The most important thing I’ve learned from my occupational therapist…

When its time to take a break.

It’s nothing crazy. It’s just not something that I do. Stop. Why? There are things to do and kids to feed and a messy house and a to do list and projects to complete and laundry to run and I need to eat right, cook well, look the part and do all the things. No time for breaks. I’m not a person who takes breaks.

But now I am.

I’ve been recovering from two car accidents in 2024 and hip surgery at the end of May. I’ve always tried to keep pushing and to do all the things. This time, after having the same surgery for the second time (labral repair on my hip), I convalesced in a very different way than the first time.

I sat on the couch. I binge-watched Game of Thrones. I had my food brought to me and I iced my hip often. I rested. I slept. I didn’t look at a computer screen for weeks (my migraine trigger).

Eventually I was irritated with myself but then it hurt so I rested some more. The HR lady told me, wisely, that would be a lot of appointments so to take the time to rest my brain too. They don’t want me to push so that I’m stuck on the couch on the weekend.

I’d never let myself spend the weekend on the couch but I appreciated the thought.

So I’ve been going to my appointments, and doing my exercises, and resting.

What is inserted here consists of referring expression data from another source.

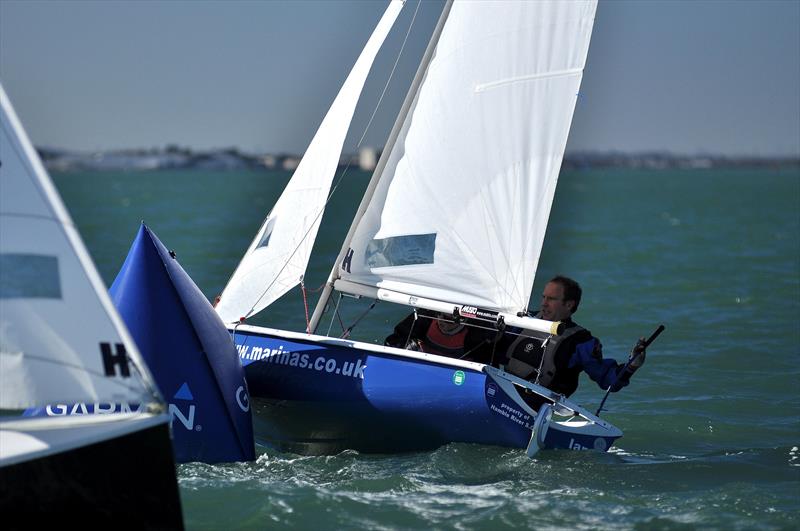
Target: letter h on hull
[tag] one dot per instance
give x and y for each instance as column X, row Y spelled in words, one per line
column 113, row 359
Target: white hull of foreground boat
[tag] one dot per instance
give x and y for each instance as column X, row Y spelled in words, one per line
column 100, row 470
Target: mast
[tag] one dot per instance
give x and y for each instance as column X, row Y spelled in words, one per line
column 378, row 173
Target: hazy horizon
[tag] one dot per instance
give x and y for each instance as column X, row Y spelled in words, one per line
column 702, row 78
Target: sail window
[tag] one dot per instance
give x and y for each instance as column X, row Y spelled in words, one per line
column 412, row 249
column 29, row 276
column 269, row 226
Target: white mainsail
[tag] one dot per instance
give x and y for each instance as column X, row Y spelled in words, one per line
column 460, row 209
column 61, row 340
column 277, row 258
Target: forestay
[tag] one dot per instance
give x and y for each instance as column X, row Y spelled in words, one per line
column 61, row 341
column 277, row 258
column 460, row 210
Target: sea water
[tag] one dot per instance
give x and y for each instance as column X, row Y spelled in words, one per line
column 711, row 422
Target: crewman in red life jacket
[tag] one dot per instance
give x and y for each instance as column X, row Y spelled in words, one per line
column 437, row 333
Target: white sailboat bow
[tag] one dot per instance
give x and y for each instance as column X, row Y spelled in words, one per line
column 277, row 258
column 63, row 345
column 461, row 198
column 61, row 340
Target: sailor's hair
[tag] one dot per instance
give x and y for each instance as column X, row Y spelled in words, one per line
column 572, row 290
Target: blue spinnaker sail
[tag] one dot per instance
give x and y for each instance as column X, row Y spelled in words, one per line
column 189, row 352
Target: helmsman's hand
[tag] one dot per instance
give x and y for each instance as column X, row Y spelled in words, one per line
column 638, row 355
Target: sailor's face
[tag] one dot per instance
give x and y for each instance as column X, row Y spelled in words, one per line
column 554, row 307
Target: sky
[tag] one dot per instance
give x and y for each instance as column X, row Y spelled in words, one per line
column 703, row 77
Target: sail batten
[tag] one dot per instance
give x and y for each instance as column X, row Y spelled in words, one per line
column 477, row 157
column 277, row 258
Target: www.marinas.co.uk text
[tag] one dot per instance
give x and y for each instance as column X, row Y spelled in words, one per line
column 302, row 361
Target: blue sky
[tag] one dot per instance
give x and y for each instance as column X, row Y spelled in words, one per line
column 687, row 77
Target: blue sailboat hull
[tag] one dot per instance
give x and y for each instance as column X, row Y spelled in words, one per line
column 319, row 395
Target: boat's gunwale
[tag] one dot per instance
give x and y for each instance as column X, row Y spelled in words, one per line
column 349, row 343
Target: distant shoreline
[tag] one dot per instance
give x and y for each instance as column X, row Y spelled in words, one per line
column 174, row 158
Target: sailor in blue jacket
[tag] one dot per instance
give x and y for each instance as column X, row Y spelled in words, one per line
column 556, row 362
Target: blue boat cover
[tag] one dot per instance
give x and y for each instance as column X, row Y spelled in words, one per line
column 189, row 352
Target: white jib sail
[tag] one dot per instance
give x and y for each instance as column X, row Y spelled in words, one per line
column 460, row 211
column 277, row 258
column 61, row 340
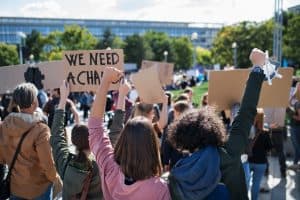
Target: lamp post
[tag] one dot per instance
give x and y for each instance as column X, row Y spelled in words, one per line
column 22, row 36
column 166, row 55
column 194, row 37
column 234, row 48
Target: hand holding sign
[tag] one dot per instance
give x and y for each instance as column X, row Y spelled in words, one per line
column 270, row 70
column 112, row 75
column 64, row 93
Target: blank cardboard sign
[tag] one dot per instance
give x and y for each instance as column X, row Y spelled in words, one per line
column 85, row 68
column 52, row 75
column 226, row 88
column 165, row 70
column 148, row 86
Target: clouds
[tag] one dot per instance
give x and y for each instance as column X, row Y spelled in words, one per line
column 220, row 11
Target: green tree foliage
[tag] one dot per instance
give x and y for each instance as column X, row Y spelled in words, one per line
column 203, row 56
column 183, row 53
column 34, row 45
column 8, row 55
column 160, row 42
column 292, row 40
column 247, row 35
column 77, row 38
column 117, row 43
column 137, row 49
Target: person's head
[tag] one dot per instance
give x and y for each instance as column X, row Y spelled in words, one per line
column 197, row 129
column 137, row 150
column 25, row 97
column 259, row 120
column 189, row 92
column 204, row 101
column 79, row 138
column 179, row 108
column 145, row 110
column 55, row 93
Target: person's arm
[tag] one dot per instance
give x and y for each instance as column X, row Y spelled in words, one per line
column 119, row 116
column 44, row 152
column 238, row 138
column 74, row 111
column 58, row 140
column 163, row 120
column 99, row 142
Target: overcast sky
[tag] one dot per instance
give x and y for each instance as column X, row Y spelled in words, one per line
column 219, row 11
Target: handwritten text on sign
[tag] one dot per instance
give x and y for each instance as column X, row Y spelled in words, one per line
column 85, row 68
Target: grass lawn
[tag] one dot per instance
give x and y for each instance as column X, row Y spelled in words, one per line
column 198, row 91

The takeaway: my tolerance is much lower than before. But if I don’t push myself to the breaking point, if I take a rest, I can keep going. We do twenty minutes of exercises and then we take a twenty minute eyes-closed-in-a-dark-room meditation break.

Then I can keep going instead of spiralling into auras and nausea and tension and pain.

Breaks are hard for me. I like to keep going and going and going until things are done. Not until I’m done, until the work is done. Check the boxes and move on to the next thing. But it’s been a great lesson. I am attempting to apply it to life. To think ahead, to plan how I’m going to use my energy, and when I’m going to rest.

I wouldn’t do it if I didn’t have a forced break. But now I’m grateful for the forced break. My tolerance will hopefully increase, and for now its twenty minutes of exercises and twenty minutes of concentrated rest.